Barzani: Baghdad wants Erbil to withdraw to pre-2003 borders
ERBIL, Kurdistan Region – Baghdad wants the Kurdistan Region to withdraw from disputed areas and return to pre-2003 borders between the autonomous region and Iraq, said Kurdistan President Masoud Barzani, vowing that the Peshmerga will not retreat from any areas that were taken with the blood of fallen soldiers.
“This is their plan. They say you should go back to the green line,” Barzani said, referring to the line that separated Peshmerga from the army of Saddam Hussein before the US-led invasion of Iraq in 2003.
This line “was not the border of Kurdistan,” Barzani told a gathering of Muslim clerics in Erbil on Wednesday.
The pre-2003 borders exclude disputed areas such as Kirkuk, Khanaqin, Tuz Khurmatu, Makhmour, and Zumar from the Kurdistan Region.

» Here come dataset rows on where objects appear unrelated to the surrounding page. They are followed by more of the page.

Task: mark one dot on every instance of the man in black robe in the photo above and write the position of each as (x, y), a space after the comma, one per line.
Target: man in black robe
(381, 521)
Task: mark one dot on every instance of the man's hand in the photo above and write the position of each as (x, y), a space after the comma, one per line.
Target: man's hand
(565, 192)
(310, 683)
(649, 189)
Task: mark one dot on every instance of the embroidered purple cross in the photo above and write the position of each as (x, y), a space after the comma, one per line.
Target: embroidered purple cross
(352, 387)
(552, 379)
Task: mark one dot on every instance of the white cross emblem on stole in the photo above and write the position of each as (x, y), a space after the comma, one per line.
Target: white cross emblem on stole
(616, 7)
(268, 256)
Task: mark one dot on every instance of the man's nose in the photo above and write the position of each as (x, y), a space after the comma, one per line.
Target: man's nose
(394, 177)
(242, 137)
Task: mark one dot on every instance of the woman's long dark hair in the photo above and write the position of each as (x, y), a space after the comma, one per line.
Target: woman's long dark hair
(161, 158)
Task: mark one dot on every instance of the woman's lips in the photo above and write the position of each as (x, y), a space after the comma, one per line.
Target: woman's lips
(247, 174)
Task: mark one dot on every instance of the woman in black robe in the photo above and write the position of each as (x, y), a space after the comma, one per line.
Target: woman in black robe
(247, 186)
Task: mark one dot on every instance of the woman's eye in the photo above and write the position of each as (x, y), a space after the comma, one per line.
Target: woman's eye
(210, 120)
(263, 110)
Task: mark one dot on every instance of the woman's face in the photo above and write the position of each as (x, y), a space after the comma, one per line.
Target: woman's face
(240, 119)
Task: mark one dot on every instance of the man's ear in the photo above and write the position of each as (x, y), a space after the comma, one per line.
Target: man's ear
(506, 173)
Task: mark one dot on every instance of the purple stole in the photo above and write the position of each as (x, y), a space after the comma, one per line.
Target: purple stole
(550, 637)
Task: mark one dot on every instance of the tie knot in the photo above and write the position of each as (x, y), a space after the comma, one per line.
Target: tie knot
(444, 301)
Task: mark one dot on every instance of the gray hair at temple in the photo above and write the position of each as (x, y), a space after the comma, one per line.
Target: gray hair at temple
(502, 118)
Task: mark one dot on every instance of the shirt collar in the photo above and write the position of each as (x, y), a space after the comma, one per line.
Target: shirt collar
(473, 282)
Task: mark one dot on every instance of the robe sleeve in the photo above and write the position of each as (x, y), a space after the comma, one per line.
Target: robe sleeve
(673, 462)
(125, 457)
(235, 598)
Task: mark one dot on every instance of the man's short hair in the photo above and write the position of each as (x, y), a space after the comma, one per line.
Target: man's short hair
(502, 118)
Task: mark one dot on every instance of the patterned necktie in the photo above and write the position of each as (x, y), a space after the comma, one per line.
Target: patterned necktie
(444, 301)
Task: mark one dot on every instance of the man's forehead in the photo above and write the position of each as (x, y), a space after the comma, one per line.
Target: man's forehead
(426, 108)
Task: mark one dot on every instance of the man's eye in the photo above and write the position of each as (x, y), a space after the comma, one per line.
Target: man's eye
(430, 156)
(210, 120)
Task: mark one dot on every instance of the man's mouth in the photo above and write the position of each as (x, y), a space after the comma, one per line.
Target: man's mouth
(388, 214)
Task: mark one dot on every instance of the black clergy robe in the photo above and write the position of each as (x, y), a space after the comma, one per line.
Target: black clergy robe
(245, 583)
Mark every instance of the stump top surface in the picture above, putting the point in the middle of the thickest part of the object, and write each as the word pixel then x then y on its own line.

During the war against ISIS, the Region has increased its territory by at least 40 percent, bringing many of these disputed areas under its de facto control after the Iraqi army withdrew in the face of advancing ISIS militants.
Barzani said that Erbil has been given only two options when it comes to the disputed, or Kurdistani, areas claimed by both Erbil and Baghdad: retreat or stay. He said Erbil refuses the first, while the latter may lead to military confrontation.
“If you retreat, how can you say that to the faces of the families of the martyrs? If you stay, you will face a war,” Barzani said.
Kurdistan has lost more than 1,700 Peshmerga since the beginning of the war against ISIS.
Barzani said that the planned independence referendum can work as a peaceful tool to settle outstanding issues between Erbil and Baghdad.
He reminded attendees that “the culture” of resorting to military means to resolve the Kurdish issue has not changed in Baghdad after decades of genocide against Kurds at the hands of the Iraqi government. He used the example of a 2008 incident in Qaratapa, near Khanaqin.
At that time, he said, the Iraqi army had asked the Peshmerga to deploy troops to the area to clear it of terrorists. The Peshmerga carried out the task during which they lost 18 soldiers and sustained 46 injuries.
The agreement between the Iraqi army and the Peshmerga was that the Kurdish force would withdraw after the military operation.
Barzani said that while the Kurds expected appreciation for their service, instead they received a message from the Iraqi army telling them they had 24 hours to leave the area or face a military confrontation.
“The bell rang for me then,” Barzani said, insisting that Iraq has failed to work as a country with Kurds on an equal footing.
Iraqi Prime Minister Haider al-Abadi said last month that he would not “deploy tanks” to the Kurdistan Region in response to the referendum this fall, despite the vote being “unconstitutional, illegitimate.”